Es bueno que guardemos una distancia para no contagiarnos, pero no es bueno que aceptemos el distanciamiento. Es muy importante no guardar distancia social entre nosotros. Es necesario, hoy más que nunca en estos últimos años, mirar a los ojos a la gente. Y mirar con bondad, con ternura, abrazar y besar con la mirada. ¡Mira y deja que te miren! Entonces (¡oh maravilla!), pasamos a ser reconocidos y recordamos que somos alguien para el otro. Tenemos que rebelarnos contra toda tendencia al distanciamiento. Abajo las fobias sociales, fuera el miedo. ¡Arriba los encuentros humanos, arriba la amistad!

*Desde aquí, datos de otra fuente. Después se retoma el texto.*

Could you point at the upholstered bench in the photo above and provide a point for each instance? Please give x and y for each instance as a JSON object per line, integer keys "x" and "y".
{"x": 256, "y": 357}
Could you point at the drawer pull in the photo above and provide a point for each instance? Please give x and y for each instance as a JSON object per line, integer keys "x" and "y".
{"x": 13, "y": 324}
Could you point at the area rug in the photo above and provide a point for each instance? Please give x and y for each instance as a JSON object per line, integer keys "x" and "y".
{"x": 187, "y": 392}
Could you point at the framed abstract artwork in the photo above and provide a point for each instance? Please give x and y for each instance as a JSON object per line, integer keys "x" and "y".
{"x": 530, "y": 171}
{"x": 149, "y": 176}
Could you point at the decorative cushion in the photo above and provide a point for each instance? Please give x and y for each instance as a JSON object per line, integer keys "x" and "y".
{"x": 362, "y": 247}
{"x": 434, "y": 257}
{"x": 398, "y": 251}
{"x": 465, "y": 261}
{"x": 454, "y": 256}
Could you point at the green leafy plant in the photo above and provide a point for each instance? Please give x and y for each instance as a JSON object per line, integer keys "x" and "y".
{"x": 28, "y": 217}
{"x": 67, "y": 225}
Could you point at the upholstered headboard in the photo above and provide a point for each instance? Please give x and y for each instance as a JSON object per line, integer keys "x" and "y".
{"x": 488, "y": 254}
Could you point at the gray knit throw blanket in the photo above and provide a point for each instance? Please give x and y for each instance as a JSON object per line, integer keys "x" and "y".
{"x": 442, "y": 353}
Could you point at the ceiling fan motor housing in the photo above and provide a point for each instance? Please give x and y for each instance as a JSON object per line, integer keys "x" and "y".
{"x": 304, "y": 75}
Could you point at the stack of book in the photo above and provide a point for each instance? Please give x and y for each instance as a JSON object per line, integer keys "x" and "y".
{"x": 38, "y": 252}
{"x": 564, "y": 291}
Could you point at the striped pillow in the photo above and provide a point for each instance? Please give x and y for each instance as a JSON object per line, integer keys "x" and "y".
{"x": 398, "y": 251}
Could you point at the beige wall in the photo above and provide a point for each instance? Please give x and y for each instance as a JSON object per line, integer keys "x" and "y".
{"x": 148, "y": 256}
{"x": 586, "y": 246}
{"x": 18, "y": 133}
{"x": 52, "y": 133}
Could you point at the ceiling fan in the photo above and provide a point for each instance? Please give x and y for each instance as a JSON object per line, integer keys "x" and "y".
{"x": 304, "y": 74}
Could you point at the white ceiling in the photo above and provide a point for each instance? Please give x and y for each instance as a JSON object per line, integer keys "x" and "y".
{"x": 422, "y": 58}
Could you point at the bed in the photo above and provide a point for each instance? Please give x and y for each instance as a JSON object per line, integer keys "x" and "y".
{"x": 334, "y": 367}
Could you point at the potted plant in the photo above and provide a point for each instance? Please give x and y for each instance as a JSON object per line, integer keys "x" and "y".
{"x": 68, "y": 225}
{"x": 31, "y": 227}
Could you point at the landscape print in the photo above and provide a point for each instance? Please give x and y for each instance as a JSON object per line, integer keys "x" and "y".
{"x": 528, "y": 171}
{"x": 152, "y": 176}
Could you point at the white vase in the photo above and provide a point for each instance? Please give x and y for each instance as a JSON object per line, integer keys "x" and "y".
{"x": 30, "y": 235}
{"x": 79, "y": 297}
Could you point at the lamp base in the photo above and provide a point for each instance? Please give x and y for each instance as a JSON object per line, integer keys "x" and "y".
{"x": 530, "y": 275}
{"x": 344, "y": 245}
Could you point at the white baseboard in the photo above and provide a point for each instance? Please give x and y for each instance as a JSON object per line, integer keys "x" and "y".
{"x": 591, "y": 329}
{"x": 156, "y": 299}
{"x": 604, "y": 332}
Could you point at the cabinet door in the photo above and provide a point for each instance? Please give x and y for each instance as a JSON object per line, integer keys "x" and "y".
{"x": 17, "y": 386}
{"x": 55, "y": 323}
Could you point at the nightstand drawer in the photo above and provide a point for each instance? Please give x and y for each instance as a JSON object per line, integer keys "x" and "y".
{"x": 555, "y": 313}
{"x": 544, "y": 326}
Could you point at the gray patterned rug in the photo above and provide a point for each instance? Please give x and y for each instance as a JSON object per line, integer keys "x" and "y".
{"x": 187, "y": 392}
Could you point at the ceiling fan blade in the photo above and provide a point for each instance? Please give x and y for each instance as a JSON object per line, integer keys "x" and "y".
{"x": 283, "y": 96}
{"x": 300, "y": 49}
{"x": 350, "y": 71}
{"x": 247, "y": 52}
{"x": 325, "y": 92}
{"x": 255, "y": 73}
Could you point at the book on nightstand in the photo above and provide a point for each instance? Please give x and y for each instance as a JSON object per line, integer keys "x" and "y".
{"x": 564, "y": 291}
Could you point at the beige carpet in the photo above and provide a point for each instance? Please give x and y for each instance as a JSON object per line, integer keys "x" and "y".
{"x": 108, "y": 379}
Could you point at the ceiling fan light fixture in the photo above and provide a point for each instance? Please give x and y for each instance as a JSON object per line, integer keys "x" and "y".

Que nos rebelemos contra toda inercia deshumanizante. Que recordemos que Dios no nos hizo para estar solos. Dios ha diseñado nuestros corazones no para la soledad sino para la relación. Claramente, y lo notamos con mucha fuerza, que “no es bueno que el hombre esté solo” (Gn 2,18). Así que, por salud pública: no nos acostumbremos a estar solos. Digamos no al individualismo, digamos no a la soledad. Sí a la distancia, no al distanciamiento.


Para acabar te hago la propuesta para esta semana: pensar en qué vas a hacer para romper con el distanciamiento social y comunicar esta idea a la mayor gente que puedas. Una manera puede ser compartiendo el escrito. Como ejemplo: te puede servir el mirar más a los ojos a la gente y saludarles con la mirada. O sonreír más. Recuerda que sonreíamos más sin mascarilla, así que sonriamos a la gente.